All the major media of the world announced that as from yesterday 1 January 2013 the European Union has a new Treaty on Stability Coordination and Governance, known as “the fiscal compact”, which aims at imposing fiscal discipline in the Eurozone area, plus any other EU country wishing to join.Theoretically, the ultimate goal of the new Treaty is that the euro area avoids in the future a sovereign debt crisis, like the one it faces now. The main enforcing mechanism of fiscal discipline is that national government budgets will be first approved by the Brussels authorities and then introduced in the seventeen Parliaments to be voted.

The Eurozone however was built in the 1990s and functioned after the year 2000 on the almost forgotten today Stability and Growth Pact (SGP), which was a rule-based framework for the coordination of national fiscal policies in the Economic and Monetary Union (EMU), establishing the Eurozone. It was conceived to safeguard sound public finances, an important requirement for EMU to function properly. The SGP contained preventive and a dissuasive arm as the new Treaty does.

Probably with a bit more relaxed limit for the allowed overall fiscal deficits in national budgets set at 3% of the Gross National Product, in contrast with a ceiling of a structural fiscal deficit of 0.5% of the GDP allowed now by the new “fiscal compact”.

What changes with the “compact”?

If one compares though the two upper limits of acceptable public deficits, an overall 3% of GDP in the initial Treaty and a structural 0.5% in the new one, in reality the two do not differ much, in times of recession like now. It depends on what is termed as deficit, because changing the rules you can change and the deficit!. Then what is going on? Do the leaders of the European Union try to fool us all?

Actually the answer to this question is undoubtedly yes, and it’s not difficult to support this argument, if we only recall that it was Angela Merkel’s Germany and Nicola Sarkozy’s France the first two countries to break the rule of 3% fiscal deficit limit.

We should not forget

A huge literature, economic and otherwise was developed towards the mid of the first decade of the physical introduction of the new euro money, against the 3% fiscal deficit limit foreseen by GSP, on the grounds that it was a “straight jacket” or a “fool’s bond”. A large number of economists and politicians were arguing that this limit is catastrophic for growth and so on. At that time everybody was favouring more spending and more borrowing.
The result was that many Eurozone countries and first of all Greece, either openly or by hiding their real deficits, continued to over-borrow in order to finance their overspending. Of course it was Berlin and Paris that had allowed this to happen, profiting from the southerners’ spending. Borrowing was then considered as a “natural” thing for everybody, governments and citizens alike. Then come crisis.

The new Treaty

Coming back to today’s developments, the amendment to the excessive deficit procedure under the new Treaty foresees that the decision-making to punish the culpable country will be more automatic than it was in the past: the euro area member states agree to support the Commission’s recommendations and proposals for Council acts (except where a qualified majority of them are opposed).

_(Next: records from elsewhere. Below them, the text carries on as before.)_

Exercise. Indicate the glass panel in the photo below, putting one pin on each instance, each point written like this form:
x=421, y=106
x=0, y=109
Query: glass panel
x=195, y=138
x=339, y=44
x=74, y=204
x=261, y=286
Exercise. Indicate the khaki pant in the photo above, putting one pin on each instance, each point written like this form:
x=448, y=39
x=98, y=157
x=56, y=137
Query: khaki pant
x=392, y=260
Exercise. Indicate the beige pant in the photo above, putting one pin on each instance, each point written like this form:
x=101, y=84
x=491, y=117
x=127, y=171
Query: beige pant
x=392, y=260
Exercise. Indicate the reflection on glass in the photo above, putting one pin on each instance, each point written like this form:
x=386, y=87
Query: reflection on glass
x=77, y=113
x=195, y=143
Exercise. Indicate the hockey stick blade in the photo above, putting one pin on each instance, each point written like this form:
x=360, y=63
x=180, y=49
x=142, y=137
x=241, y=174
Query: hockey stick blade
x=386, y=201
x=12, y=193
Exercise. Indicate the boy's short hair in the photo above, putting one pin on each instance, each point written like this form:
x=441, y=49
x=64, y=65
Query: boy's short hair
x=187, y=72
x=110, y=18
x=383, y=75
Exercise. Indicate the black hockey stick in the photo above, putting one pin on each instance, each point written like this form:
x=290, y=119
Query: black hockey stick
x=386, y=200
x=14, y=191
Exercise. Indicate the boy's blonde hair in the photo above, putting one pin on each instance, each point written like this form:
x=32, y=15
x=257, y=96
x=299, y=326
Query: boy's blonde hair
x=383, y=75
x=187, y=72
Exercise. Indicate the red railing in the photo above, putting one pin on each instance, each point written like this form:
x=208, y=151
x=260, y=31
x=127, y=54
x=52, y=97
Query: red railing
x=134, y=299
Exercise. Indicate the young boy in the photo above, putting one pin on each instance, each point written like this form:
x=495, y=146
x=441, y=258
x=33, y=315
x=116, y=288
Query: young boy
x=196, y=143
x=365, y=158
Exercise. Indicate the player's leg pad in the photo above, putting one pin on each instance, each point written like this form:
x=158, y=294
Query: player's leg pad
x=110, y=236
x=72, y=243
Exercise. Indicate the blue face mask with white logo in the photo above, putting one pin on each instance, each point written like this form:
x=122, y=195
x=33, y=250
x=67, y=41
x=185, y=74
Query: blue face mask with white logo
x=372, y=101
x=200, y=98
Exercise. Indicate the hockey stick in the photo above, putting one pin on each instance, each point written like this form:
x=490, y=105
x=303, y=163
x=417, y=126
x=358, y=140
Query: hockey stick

In addition, a member state which is subject to an excessive deficit procedure will have to put in place a “budgetary and economic partnership programme”.
The programme will include a detailed description of the structural reforms which the member state will have to implement in order to ensure an effective and durable correction of its deficit.

On top of that the new Treaty also says: “Such programmes will be submitted to the Council and to the Commission for endorsement. Their implementation will be monitored according to the rules of the Stability and Growth Pact”.  What if the culpable country is Germany of France? Will Berlin or Paris accept to be “monitored”? Or they will decide to form a qualified majority to avoid that?

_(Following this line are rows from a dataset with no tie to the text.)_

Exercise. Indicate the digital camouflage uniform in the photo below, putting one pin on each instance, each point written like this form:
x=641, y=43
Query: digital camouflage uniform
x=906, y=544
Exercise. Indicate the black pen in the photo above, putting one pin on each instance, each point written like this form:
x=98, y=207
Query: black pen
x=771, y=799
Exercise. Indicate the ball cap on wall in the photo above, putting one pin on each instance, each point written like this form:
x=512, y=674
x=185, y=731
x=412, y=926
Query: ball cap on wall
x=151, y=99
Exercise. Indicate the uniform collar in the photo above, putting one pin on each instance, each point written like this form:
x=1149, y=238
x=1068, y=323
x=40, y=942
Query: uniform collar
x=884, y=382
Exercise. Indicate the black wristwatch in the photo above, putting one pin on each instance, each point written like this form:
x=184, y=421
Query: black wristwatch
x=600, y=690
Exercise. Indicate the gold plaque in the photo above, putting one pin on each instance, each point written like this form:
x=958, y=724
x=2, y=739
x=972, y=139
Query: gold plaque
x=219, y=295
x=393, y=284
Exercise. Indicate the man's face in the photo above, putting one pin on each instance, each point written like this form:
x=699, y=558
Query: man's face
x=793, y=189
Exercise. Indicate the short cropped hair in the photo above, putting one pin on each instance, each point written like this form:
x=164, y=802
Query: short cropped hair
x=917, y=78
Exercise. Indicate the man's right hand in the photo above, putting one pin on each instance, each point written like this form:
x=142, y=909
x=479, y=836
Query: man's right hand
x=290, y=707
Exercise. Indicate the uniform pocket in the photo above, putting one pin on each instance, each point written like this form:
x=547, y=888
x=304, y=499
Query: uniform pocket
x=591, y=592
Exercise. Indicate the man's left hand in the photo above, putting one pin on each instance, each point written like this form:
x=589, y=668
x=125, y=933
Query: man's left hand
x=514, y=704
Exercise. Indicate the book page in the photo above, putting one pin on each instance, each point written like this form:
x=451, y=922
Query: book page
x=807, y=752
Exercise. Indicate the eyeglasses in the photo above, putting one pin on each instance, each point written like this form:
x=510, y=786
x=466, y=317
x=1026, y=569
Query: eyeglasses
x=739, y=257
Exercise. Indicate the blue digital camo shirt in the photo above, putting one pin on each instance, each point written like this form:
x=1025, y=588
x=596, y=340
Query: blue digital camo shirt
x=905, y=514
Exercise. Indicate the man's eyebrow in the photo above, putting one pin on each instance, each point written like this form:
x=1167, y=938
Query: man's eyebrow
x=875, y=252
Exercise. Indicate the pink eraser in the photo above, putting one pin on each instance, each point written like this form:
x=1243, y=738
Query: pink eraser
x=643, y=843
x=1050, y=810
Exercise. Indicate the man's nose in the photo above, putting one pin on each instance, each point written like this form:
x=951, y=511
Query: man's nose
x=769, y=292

It is more than certain that at the end of the day it will be again a political game, with the usual distortions and extortions. In short as long as the tough fiscal measures and the draconian spending cuts have been imposed on Greece, Portugal and Ireland either the new or the initial Treaty would have done the job, if Germany and France wanted so. The problem is what will happen if the excessive deficit procedure has to be applied to big ones? Will Paris agree to this? Rather no, and probably with the backing of Berlin, because the two of them make or break the rules together.

In short the new Treaty is just an additional intimidation for the three Eurozone countries already under Memorandum, plus Italy and Spain. It seems that in this affair the old and new threats are meant to be used by the major news media and the oppressive mechanisms in every country, to break the willingness of all Peoples to resist the Franco-German ruling elites’ dictums.